Journal of Experimental Psychology: Learning, Memory, and Cognition, 2017

Three experiments examined the immediate free recall (IFR) of auditory-verbal and visuospatial ma... more Three experiments examined the immediate free recall (IFR) of auditory-verbal and visuospatial materials from single-modality and dual-modality lists. In Experiment 1, we presented participants with between 1 and 16 spoken words, with between 1 and 16 visuo-spatial dot locations, or with between 1 and 16 words and dots with synchronized onsets. We found that for dual-modality lists (1) overall performance, initial recalls, and serial position curves were largely determined by the within-modality list lengths, (2) there was only a small degree of dual-task trade-off (which was limited to the visuo-spatial items), and (3) there were strongly constrained output orders: participants tended to alternate between words and dots from equivalent or neighboring serial positions. In Experiments 2 and 3, we compared lists of 6 single-modality items with dual-modality lists of 6 words and 6 dots with synchronous or alternating onsets (Experiment 2), or random but asynchronous onsets (Experiment 3).
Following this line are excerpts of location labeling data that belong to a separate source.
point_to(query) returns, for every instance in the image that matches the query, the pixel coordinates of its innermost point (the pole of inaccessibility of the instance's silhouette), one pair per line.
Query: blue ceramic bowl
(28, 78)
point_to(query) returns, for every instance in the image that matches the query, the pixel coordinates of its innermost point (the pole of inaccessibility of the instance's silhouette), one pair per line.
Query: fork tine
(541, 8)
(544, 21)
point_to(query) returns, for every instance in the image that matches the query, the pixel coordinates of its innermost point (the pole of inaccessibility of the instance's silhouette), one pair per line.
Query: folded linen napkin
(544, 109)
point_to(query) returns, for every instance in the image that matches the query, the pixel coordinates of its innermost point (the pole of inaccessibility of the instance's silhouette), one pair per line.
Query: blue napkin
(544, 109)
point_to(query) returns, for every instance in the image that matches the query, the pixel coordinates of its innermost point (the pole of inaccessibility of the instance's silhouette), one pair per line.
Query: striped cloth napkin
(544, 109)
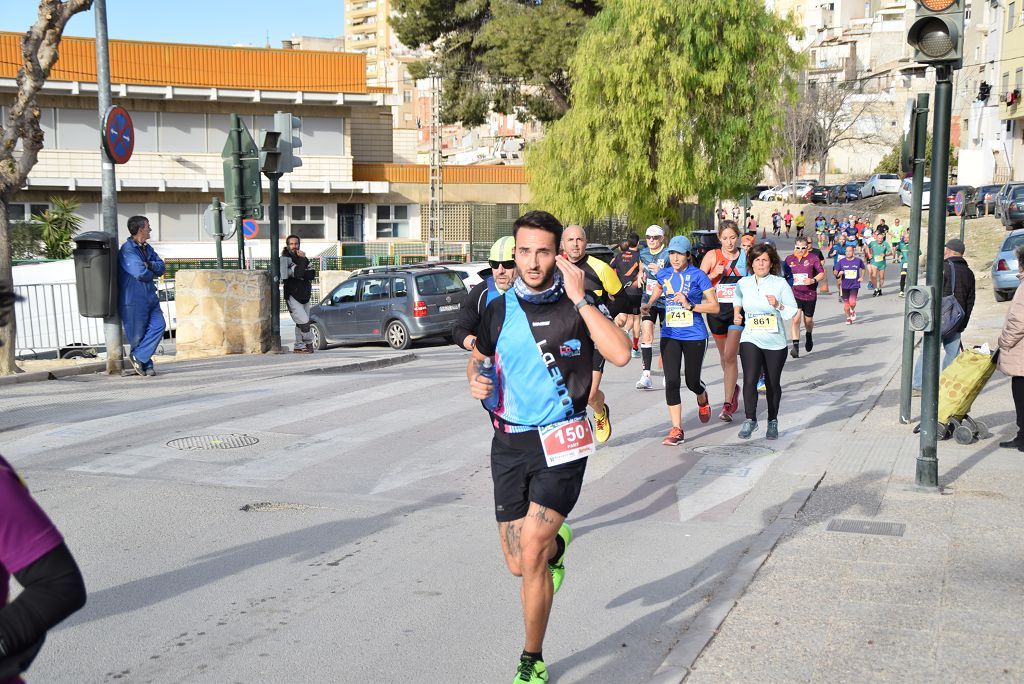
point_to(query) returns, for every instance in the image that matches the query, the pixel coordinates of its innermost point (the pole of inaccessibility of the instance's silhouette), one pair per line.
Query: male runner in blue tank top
(541, 335)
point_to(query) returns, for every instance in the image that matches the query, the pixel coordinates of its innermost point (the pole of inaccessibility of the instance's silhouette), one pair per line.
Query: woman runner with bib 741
(766, 300)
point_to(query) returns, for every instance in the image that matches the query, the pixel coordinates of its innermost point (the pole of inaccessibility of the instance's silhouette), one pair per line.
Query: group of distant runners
(547, 317)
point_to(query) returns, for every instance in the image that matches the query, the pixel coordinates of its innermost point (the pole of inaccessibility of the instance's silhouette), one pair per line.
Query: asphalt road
(353, 541)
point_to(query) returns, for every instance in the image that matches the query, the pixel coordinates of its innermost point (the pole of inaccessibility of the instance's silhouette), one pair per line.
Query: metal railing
(48, 321)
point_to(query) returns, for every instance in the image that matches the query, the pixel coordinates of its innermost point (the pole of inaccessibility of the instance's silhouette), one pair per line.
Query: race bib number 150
(567, 441)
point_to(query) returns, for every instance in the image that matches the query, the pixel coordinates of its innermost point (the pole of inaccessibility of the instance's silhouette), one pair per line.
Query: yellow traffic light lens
(934, 39)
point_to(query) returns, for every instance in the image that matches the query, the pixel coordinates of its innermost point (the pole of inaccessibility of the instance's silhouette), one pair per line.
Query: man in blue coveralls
(137, 301)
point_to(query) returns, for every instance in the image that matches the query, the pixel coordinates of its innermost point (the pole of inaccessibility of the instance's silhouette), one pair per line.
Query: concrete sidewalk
(932, 591)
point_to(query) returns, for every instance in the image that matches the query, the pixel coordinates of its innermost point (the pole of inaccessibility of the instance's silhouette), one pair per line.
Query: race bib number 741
(567, 441)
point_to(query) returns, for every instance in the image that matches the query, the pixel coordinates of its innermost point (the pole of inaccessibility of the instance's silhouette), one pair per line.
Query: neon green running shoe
(530, 671)
(557, 567)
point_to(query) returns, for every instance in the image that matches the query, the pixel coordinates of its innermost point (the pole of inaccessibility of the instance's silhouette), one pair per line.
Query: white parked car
(470, 272)
(881, 183)
(906, 193)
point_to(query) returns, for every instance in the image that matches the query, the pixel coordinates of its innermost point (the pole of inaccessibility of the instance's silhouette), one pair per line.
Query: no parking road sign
(119, 134)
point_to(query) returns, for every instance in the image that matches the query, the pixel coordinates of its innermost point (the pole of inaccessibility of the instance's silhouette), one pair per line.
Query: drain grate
(734, 451)
(866, 527)
(210, 441)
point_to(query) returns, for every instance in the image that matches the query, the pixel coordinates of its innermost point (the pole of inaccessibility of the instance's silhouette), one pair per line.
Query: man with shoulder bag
(298, 291)
(957, 303)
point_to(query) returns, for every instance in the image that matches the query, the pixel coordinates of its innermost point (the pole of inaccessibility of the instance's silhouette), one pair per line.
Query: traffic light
(920, 313)
(291, 140)
(937, 33)
(269, 153)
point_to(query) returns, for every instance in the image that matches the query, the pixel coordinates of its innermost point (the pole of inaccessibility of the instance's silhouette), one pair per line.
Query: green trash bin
(95, 273)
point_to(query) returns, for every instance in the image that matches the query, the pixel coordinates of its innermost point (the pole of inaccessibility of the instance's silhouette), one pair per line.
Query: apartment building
(349, 187)
(1011, 88)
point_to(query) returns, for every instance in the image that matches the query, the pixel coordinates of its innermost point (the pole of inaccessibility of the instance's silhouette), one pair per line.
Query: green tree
(671, 101)
(59, 224)
(26, 240)
(510, 55)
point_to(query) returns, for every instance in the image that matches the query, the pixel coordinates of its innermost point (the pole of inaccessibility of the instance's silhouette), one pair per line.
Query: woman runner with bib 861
(688, 293)
(766, 300)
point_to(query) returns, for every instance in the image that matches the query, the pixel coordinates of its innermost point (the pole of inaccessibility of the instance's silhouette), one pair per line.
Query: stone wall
(222, 311)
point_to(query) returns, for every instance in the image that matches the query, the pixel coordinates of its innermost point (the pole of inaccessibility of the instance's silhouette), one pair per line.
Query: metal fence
(48, 321)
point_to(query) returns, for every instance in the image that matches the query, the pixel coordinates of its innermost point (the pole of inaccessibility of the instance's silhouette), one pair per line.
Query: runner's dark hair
(727, 224)
(135, 223)
(541, 220)
(284, 250)
(758, 250)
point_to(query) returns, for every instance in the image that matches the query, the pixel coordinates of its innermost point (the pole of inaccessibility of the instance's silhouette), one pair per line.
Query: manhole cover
(866, 527)
(734, 451)
(208, 441)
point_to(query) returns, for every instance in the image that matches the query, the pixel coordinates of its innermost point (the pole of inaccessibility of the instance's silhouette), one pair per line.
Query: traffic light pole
(239, 187)
(919, 145)
(928, 462)
(274, 263)
(109, 193)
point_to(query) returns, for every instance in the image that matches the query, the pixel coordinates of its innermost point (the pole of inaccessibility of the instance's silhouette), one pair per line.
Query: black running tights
(755, 361)
(677, 355)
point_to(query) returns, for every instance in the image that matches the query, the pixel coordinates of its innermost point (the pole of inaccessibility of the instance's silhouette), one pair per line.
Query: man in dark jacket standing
(957, 280)
(298, 290)
(137, 300)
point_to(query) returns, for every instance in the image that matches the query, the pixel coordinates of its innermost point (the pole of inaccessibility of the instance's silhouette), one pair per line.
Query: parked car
(702, 242)
(881, 183)
(1013, 208)
(472, 272)
(602, 252)
(820, 194)
(846, 193)
(397, 305)
(1001, 198)
(906, 193)
(970, 200)
(986, 199)
(1005, 267)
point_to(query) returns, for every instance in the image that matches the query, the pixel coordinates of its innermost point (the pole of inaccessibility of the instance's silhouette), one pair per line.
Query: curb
(89, 369)
(677, 665)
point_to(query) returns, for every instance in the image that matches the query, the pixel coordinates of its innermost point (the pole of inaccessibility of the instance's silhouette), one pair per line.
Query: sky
(209, 22)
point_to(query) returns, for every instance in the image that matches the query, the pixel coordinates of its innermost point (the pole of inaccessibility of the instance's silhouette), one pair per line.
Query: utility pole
(937, 39)
(919, 143)
(109, 190)
(928, 462)
(435, 215)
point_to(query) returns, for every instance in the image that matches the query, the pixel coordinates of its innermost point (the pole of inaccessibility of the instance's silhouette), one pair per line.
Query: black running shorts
(521, 476)
(631, 304)
(807, 306)
(655, 314)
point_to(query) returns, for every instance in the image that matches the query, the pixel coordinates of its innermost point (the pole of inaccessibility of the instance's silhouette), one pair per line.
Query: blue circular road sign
(119, 134)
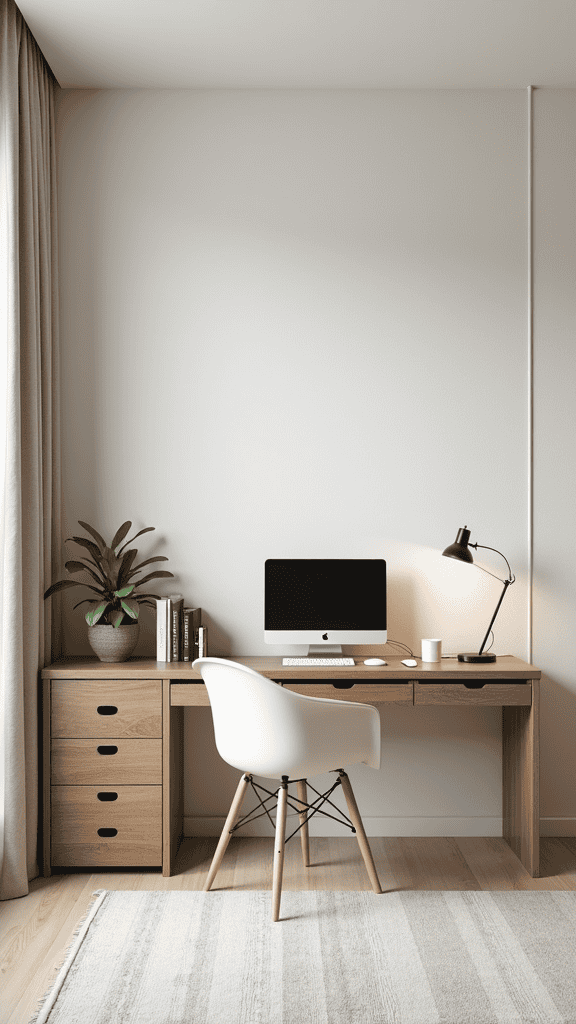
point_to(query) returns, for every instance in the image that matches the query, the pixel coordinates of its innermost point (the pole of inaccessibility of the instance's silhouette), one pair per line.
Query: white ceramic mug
(432, 650)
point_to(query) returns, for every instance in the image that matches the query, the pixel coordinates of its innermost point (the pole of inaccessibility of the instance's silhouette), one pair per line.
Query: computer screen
(325, 602)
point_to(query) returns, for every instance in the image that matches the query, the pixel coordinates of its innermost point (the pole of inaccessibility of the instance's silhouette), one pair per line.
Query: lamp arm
(486, 547)
(506, 585)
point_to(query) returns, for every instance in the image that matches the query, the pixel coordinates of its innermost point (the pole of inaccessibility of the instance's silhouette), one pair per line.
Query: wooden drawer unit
(131, 708)
(489, 694)
(111, 761)
(359, 692)
(106, 825)
(106, 772)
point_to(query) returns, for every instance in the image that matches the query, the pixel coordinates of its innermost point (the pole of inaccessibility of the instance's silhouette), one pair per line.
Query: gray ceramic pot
(112, 644)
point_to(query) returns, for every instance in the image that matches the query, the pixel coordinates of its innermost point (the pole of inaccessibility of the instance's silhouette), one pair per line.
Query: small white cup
(432, 650)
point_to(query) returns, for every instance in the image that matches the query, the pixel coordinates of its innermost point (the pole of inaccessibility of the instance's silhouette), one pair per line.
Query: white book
(162, 634)
(203, 642)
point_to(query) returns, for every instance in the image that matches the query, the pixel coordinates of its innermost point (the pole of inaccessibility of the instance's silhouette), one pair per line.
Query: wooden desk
(150, 714)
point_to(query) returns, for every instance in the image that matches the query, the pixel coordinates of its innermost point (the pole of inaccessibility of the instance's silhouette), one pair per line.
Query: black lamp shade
(460, 548)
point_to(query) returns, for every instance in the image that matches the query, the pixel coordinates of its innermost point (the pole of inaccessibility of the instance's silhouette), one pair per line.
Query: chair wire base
(309, 809)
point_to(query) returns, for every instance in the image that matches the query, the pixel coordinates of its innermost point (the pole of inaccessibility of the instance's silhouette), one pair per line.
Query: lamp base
(477, 657)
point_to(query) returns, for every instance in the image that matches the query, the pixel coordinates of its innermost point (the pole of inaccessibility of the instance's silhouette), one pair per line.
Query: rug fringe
(46, 1003)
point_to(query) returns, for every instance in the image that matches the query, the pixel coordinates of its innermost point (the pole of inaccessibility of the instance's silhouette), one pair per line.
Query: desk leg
(521, 770)
(171, 779)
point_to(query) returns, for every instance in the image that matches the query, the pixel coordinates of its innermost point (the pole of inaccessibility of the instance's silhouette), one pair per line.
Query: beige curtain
(30, 501)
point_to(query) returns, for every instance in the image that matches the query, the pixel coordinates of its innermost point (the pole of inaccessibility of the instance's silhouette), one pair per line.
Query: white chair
(264, 729)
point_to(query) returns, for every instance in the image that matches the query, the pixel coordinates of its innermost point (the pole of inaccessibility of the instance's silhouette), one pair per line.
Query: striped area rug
(335, 957)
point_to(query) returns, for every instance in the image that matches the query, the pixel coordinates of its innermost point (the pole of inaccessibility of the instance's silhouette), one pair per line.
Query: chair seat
(263, 729)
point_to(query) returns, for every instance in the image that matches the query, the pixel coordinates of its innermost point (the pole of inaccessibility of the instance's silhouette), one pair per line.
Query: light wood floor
(36, 930)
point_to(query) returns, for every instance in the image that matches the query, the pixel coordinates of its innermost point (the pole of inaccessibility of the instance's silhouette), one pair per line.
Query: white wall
(554, 446)
(294, 325)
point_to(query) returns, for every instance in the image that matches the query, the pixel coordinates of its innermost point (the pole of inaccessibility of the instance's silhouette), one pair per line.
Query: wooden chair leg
(279, 849)
(224, 838)
(304, 838)
(360, 833)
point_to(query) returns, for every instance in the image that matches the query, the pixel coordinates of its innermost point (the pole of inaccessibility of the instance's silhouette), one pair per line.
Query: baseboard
(561, 827)
(407, 826)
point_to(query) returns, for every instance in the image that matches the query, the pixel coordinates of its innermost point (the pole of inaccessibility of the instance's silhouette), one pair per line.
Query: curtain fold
(30, 479)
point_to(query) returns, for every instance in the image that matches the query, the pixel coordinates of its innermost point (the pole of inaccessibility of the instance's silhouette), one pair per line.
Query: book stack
(179, 634)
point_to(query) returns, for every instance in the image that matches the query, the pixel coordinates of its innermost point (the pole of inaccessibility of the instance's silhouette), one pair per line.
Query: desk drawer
(491, 694)
(359, 692)
(88, 830)
(107, 708)
(108, 762)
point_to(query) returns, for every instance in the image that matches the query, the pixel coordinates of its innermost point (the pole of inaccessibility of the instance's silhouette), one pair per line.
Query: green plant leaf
(62, 585)
(159, 574)
(124, 573)
(111, 565)
(73, 566)
(93, 532)
(97, 576)
(96, 613)
(147, 529)
(89, 545)
(120, 535)
(157, 558)
(131, 608)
In all three dual-modality conditions, we again found only a small trade-off in visuo-spatial (but not verbal) IFR performance. There were similarly highly constrained output orders with the synchronous and alternating onsets, and these patterns were present but attenuated with the randomized onsets. We propose that both auditory-verbal and visuospatial list items are associated with a common temporal episodic context that is used to guide crossmodal retrieval, and we speculate that the limited, asymmetric interference could arise because the less variable representations of the dots share only a relatively small subset of features with the more variable representations of the words.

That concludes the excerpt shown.